A symmetric lamina of mass M consists of a square shape with a semi-circular section over each of the edges of the square, as shown. The side of the square is 2a. The moment of inertia of the lamina about an axis through its centre of mass and perpendicular to the plane is $1.6M{a^2}$. Calculate the moment of inertia of the lamina about the tangent AB in the plane of the lamina.

Answer 1

The moment of inertia an axis parallel to the tangent AB is calculated from the perpendicular axes theorem and then we can calculate the moment of inertia of the given lamina about the tangent AB from the parallel axes theorem.

Complete step by step answer:
A symmetric lamina whose mass is M consists of a square shape with a semi-circular section over each of the edges of a square i.e., four semi-circles are of same measures.
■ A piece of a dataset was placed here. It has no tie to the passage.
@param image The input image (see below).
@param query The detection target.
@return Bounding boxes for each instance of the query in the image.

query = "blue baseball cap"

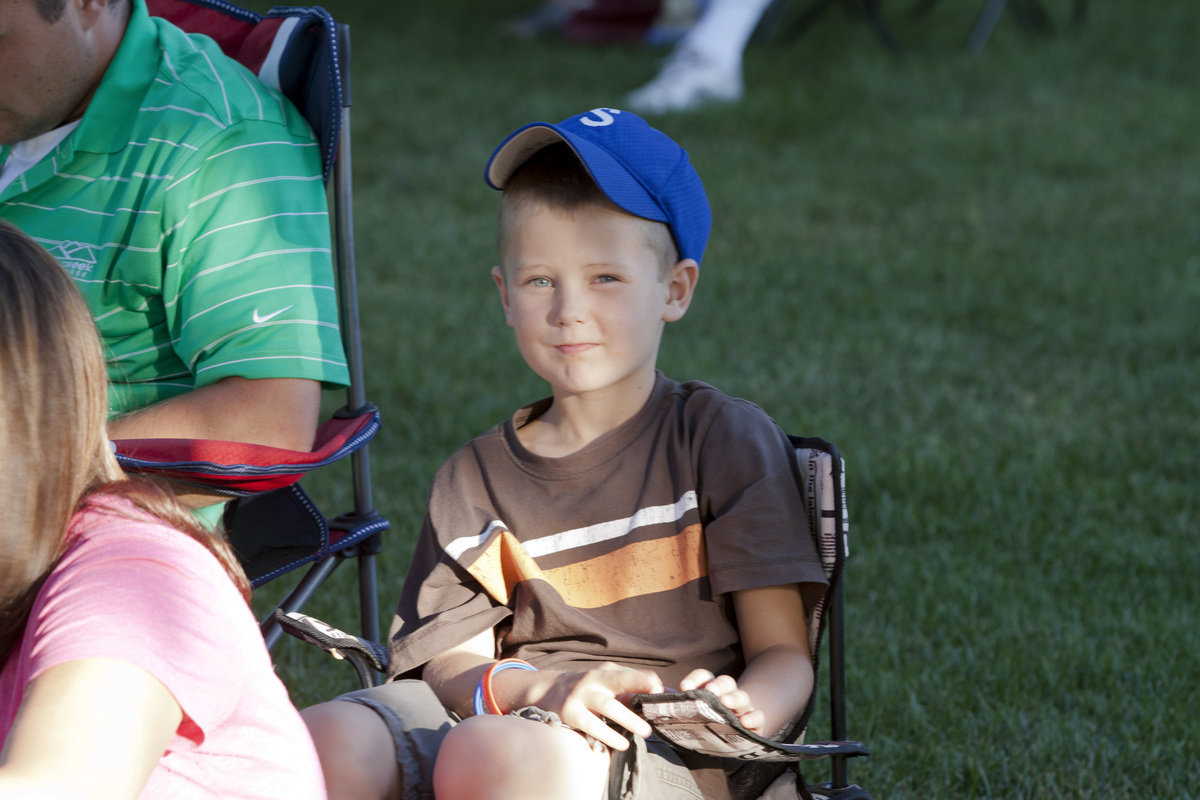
[484,108,713,264]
The side of the square is 2a and the moment of inertia about an axis through its centre of mass and perpendicular to the plane is $1.6M{a^2}$ .
The theorem of perpendicular axes states that the moment of inertia of a plane lamina about an axis perpendicular to its plane is equal to the sum of the moments of inertia of the lamina about any two mutually perpendicular axes in the same plane intersecting each other at the point through which the perpendicular axis passes.
Thus, Moment of inertia about an axis through its centre of mass and perpendicular to the plane (z-axis) = moment of inertia about x-axis + moment of inertia about an y-axis
$\Rightarrow 1.6M{a^2} = {I_x} + {I_y}$
$\Rightarrow 1.6M{a^2} = I + I$ [moment of inertia is same about both the axes as it is a symmetric lamina]
$\Rightarrow 1.6M{a^2} = 2I$
$\Rightarrow I = 0.8M{a^2}$
The theorem of parallel axes states that the moment of inertia of a body about any axis is equal to its moment of inertia about a parallel axis through its centre of gravity plus the product of mass of the body and the square of the perpendicular distance between the two parallel axis i.e.,
${I_{AB}} = {I_g} + M{d^2}$ where ${I_{AB}}$ is moment of inertia about the tangent AB, ${I_g}$ is the moment of inertia about its centre of gravity and d is the distance between tangent AB and parallel axis passing through its centre.
${I_{AB}} = I + M{\left( {a + a} \right)^2}$ [${I_g} = I$ and a is the radius of semi-circular region and also half of the measure of a edge of a square]
$\Rightarrow{I_{AB}} = 0.8M{a^2} + M{\left( {2a} \right)^2}$
$\Rightarrow{I_{AB}} = 0.8M{a^2} + 4M{a^2}$
$\therefore{I_{AB}} = 4.8M{a^2}$

Therefore, the moment of inertia of the lamina about the tangent AB in the plane of the lamina is $4.8M{a^2}$.

Note: The lamina in the given question is symmetric and hence the moment of inertia is the same about both the x and y axis. The diameter and side of the square both are of the same measure. Hence, the radius of the semicircular region is equal to the half of the side of the square.